PETALING JAYA: Rubber prices, which hit many new historic highs over the past two months, are set to extend their rally into the first quarter of next year on a prolonged tight supply situation, says industry experts.

Currently, local rubber grades SMR 20 and latex-in-bulk are trading at record levels of RM15 and RM9.93 per kg respectively.

Malaysian Rubber Board director-general Datuk Dr Salmiah Ahmad told StarBiz that the bullishness in rubber prices was principally fuelled by a tight supply situation, speculation in rubber futures, Thailand's imposition of a new cess effective Oct 1 and dwindling stocks in major producing and consuming countries.

She said traders in the producing and consuming regions had reported strong market fundamentals following the lack of physical supplies and record low levels of stocks at private warehouses in consuming nations.

In recent months, output has also been affected by abnormal rainfall.

Meanwhile, local rubber prices were also boosted by the strengthening of the ringgit.

In fact, the natural rubber (NR) price trend since 2006 had seen many new highs, supported by concerns over supply tightness, firm crude oil prices and speculation over a shortfall in production and strong demand.

On the near-term outlook, Salmiah said: “The seemingly unstoppable growth in China and India, coupled with anticipated higher average oil prices in 2010, point towards a buoyant year ahead for NR.”

She added that higher rubber prices were expected in 2011. The current heavy rain falls and floods in producing countries, coupled with tsunami wrecking parts of Indonesia, had affected production in the final quarter of 2010.

“This will be followed by the seasonal lull of leaf shedding or wintering from January to March, reducing total output by some 30% to 40%.

“In this scenario, major consumers will be making plans to replenish their much-depleted inventories in the months ahead,” added Salmiah.

The low stock levels worldwide will be also another plus point for NR price.

Salmiah pointed out that rubber stock levels were at an all time low at least in a decade. The current stock level is equivalent to about five to six weeks of world demand compared with two to three months previously.

China and India would remain important markets for NR as their “automobile industries are poised to register double-digit growth over the next couple of years.”

Association of Natural Rubber Producing Countries (ANRPC) senior economist Jom Jacob concurred that sentiment in the NR market would be dominated by the uncertainty in supply.

According to ANRPC's latest NR trends and statistics report, the severe supply situation would likely be aggravated from February to May 2011, period which coincides with the annual wintering of rubber trees.

“The current spike in the NR market has also been driven by an improved economic outlook, coupled with higher import demand from China, which registered annualised increases of 58% and 65% in October and November this year respectively.

“As the consuming industry normally goes for large volume purchases before the supply enters the wintering season (starting end of February), the demand is likely to gain further momentum in January next year,” he added.

In addition, the surge in crude oil price had also been a key driver of the present bull-phase in the NR market.
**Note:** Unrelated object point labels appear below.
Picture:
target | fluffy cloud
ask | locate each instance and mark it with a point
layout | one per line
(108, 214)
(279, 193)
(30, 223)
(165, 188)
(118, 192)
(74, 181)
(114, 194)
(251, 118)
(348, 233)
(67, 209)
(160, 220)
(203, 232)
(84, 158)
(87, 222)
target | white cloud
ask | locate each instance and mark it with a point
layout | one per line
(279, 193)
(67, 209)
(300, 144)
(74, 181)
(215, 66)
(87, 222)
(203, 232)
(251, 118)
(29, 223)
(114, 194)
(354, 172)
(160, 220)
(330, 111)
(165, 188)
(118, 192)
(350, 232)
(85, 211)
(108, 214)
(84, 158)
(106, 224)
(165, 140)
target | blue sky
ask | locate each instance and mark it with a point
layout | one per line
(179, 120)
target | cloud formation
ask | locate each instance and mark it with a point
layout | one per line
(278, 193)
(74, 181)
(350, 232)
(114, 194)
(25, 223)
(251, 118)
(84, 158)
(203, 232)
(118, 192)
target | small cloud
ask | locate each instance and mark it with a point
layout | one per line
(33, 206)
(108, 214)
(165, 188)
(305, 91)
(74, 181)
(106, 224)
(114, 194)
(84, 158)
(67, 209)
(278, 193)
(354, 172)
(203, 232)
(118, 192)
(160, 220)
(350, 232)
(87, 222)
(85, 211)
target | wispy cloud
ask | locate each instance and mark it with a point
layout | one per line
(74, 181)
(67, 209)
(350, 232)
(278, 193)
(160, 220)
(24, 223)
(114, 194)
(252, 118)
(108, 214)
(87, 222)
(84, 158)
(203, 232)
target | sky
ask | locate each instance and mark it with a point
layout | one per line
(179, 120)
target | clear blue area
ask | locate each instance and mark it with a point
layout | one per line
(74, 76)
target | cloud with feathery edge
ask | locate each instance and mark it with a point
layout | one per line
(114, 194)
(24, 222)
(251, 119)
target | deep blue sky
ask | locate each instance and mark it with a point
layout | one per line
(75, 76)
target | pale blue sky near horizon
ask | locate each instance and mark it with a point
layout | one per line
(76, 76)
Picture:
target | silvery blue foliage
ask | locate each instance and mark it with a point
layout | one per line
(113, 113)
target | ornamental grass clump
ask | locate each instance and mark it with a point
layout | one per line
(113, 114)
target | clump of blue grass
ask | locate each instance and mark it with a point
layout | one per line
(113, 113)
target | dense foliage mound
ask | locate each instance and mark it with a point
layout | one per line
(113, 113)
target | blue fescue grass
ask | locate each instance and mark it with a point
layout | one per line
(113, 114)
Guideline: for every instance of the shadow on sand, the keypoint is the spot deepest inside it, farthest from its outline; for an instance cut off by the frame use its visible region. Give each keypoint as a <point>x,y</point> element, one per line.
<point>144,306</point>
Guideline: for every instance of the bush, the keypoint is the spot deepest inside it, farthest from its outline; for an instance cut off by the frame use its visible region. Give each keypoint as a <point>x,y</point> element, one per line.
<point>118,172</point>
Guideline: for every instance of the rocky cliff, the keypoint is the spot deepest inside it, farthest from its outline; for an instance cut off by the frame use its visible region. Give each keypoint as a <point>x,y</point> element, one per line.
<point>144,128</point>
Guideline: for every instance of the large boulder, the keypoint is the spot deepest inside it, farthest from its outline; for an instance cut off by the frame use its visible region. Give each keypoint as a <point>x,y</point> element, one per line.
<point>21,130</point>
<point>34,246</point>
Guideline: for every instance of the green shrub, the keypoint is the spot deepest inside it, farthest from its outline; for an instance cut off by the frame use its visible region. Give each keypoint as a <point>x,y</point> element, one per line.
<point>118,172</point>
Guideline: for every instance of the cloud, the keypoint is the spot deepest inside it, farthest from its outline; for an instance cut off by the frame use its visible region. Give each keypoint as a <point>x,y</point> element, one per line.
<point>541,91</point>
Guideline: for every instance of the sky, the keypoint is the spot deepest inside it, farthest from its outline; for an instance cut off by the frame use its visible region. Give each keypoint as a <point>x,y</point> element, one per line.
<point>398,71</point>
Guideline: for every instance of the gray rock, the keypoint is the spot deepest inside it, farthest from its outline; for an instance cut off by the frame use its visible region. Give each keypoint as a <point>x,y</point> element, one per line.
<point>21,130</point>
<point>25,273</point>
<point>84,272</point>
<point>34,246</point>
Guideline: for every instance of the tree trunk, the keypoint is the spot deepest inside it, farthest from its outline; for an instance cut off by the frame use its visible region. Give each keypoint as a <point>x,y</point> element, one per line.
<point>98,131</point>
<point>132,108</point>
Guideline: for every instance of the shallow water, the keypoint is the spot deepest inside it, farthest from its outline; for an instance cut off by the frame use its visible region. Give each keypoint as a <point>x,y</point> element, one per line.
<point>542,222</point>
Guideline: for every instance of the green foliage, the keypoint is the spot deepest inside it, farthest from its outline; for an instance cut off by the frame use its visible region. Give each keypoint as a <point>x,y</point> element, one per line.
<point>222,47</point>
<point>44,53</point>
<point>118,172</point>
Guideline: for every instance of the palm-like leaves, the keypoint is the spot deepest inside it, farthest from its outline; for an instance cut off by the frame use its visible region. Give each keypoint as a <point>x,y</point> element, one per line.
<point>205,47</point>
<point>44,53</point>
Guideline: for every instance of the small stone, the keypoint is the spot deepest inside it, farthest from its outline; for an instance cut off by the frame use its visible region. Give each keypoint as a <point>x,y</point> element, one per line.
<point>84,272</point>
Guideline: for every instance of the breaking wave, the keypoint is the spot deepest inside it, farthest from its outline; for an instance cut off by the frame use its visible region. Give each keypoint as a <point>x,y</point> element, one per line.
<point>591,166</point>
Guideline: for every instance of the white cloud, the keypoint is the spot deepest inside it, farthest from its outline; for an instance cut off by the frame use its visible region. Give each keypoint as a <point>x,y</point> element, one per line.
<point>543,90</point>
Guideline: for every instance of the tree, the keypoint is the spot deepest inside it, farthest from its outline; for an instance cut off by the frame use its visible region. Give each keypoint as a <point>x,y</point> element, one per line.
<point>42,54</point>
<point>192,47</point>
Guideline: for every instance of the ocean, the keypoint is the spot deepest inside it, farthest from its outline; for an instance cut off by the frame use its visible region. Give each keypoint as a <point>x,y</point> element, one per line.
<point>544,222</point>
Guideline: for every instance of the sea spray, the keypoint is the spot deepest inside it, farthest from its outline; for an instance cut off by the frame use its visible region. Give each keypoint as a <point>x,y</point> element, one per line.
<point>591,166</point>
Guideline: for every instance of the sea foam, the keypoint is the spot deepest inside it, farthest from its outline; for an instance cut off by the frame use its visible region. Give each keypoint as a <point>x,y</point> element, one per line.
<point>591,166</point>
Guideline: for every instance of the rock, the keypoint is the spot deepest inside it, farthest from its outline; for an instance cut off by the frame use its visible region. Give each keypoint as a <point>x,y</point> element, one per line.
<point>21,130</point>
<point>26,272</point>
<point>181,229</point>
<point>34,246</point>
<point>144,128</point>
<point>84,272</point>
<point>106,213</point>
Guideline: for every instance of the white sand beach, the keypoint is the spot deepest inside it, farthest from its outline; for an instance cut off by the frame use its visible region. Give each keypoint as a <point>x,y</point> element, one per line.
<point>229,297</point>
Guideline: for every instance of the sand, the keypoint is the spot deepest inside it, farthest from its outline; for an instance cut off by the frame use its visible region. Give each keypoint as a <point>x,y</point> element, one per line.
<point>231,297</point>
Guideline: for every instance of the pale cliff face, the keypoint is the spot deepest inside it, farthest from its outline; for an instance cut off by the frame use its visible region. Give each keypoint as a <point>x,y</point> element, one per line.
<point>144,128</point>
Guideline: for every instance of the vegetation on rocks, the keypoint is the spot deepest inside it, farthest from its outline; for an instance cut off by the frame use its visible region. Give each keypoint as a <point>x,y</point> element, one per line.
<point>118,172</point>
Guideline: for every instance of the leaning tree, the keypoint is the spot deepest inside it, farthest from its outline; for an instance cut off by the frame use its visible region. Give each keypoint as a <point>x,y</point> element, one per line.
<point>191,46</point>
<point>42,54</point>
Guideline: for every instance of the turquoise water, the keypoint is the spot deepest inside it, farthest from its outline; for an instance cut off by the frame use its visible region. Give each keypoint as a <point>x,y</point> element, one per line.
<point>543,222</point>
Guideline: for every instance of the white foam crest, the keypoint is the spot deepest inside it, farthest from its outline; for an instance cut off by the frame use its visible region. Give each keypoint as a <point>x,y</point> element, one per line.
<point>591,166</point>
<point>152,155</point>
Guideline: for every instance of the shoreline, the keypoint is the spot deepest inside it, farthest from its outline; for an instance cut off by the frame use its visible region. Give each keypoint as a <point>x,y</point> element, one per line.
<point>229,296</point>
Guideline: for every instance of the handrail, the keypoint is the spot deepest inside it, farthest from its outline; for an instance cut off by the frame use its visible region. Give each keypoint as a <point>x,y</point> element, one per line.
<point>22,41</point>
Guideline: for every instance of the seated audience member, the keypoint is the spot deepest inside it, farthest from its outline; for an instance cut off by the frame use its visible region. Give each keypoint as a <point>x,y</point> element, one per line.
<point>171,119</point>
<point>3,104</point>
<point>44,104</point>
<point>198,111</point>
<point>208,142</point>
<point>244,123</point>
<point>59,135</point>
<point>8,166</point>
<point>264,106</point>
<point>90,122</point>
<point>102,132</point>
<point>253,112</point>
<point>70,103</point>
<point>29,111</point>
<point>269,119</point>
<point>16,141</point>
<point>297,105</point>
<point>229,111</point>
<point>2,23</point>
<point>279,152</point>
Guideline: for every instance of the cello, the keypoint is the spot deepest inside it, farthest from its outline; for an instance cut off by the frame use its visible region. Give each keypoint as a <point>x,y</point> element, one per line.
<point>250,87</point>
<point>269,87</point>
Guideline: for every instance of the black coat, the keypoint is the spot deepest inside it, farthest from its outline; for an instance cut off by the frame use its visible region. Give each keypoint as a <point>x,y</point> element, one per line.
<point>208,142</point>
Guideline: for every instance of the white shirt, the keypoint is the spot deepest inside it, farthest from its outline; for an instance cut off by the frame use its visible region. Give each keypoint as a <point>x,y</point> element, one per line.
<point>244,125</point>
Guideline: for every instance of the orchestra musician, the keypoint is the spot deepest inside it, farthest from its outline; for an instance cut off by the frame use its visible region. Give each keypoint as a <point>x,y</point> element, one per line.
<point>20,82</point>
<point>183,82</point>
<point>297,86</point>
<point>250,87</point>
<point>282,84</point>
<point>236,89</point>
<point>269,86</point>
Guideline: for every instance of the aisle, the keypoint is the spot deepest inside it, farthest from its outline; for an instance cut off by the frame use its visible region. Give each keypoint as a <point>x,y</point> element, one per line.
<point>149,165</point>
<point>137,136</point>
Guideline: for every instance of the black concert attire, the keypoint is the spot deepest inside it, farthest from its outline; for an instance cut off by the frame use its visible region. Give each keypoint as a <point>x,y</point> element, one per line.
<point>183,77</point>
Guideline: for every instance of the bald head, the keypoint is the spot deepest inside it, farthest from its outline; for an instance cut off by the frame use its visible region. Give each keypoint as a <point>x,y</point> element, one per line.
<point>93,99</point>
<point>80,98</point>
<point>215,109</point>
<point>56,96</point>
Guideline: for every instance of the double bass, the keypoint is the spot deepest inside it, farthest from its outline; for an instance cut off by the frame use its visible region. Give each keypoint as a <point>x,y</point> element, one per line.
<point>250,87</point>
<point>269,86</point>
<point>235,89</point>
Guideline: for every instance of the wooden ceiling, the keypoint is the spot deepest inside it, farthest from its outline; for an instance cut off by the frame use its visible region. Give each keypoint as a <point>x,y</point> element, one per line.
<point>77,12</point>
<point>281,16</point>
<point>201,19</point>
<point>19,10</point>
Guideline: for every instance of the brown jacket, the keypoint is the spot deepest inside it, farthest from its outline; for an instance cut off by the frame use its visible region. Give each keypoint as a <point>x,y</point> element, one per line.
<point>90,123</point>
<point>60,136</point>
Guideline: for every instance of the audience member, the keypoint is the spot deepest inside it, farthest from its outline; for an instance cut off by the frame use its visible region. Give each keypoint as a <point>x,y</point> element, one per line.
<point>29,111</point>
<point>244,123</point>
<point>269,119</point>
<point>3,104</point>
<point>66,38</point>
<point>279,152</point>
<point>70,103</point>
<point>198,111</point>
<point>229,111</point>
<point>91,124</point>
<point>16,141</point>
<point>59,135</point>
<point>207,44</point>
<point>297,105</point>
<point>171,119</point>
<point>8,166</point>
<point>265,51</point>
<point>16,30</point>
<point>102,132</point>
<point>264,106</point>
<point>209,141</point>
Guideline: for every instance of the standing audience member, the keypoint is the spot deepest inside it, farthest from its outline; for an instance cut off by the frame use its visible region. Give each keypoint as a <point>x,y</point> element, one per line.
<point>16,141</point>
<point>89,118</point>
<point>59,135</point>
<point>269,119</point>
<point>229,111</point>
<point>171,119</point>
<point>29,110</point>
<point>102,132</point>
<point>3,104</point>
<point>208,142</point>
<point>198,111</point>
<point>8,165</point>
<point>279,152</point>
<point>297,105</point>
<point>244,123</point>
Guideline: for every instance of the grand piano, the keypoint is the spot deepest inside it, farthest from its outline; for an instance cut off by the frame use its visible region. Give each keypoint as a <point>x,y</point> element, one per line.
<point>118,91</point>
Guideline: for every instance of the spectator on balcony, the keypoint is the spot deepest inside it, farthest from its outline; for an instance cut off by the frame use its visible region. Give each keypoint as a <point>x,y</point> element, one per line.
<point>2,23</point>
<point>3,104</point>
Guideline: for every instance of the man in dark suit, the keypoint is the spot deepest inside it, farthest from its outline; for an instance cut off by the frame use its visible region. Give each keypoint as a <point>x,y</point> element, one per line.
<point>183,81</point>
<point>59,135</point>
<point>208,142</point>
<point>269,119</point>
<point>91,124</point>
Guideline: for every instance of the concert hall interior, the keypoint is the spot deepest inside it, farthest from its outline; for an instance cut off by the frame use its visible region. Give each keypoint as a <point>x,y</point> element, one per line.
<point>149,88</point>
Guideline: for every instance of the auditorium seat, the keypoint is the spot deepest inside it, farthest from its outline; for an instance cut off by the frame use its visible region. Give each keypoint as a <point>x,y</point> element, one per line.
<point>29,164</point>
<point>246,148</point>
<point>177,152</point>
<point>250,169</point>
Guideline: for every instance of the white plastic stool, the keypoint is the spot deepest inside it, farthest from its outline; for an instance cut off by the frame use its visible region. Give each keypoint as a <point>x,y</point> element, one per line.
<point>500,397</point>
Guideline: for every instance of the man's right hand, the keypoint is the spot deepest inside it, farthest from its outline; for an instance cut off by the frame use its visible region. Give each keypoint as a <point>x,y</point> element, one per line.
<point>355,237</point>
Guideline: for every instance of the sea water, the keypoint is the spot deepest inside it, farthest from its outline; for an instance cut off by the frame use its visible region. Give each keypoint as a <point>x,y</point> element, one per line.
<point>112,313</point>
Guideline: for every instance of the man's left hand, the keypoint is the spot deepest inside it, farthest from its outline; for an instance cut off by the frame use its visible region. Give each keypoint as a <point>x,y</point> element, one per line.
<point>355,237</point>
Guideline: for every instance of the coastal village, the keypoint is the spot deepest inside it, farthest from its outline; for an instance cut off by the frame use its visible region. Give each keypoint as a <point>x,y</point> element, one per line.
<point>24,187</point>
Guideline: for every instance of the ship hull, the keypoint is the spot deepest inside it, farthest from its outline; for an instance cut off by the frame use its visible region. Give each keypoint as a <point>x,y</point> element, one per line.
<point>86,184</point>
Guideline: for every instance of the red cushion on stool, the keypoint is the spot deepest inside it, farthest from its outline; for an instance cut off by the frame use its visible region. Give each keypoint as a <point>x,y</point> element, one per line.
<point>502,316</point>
According to oil industry analysts, there was a possibility of oil reaching US$100 per barrel by early 2011.

The NR market is also not immune to the increasingly speculative nature of investments in the commodity markets.

According to Jacob, total rubber supply from ANRPC's nine member countries is anticipated at 9.42 million tonnes in 2010 and 9.92 million in 2011 “if the climate takes its normal pattern”.

ANRPC members contribute about 92% to total world NR production.

On Malaysia, the world's third-largest rubber producer, Jacob said the NR supply usually took a seasonal drop from end of February until May every year, which coincides with leaf shedding by trees in summer.

“Supply during these months normally shrinks 60% to 70% of the levels during peak seasons,” he added.

He estimated that 48% of the global demand for NR comes from China, India and Malaysia the top three NR-consuming countries within the ANRPC grouping.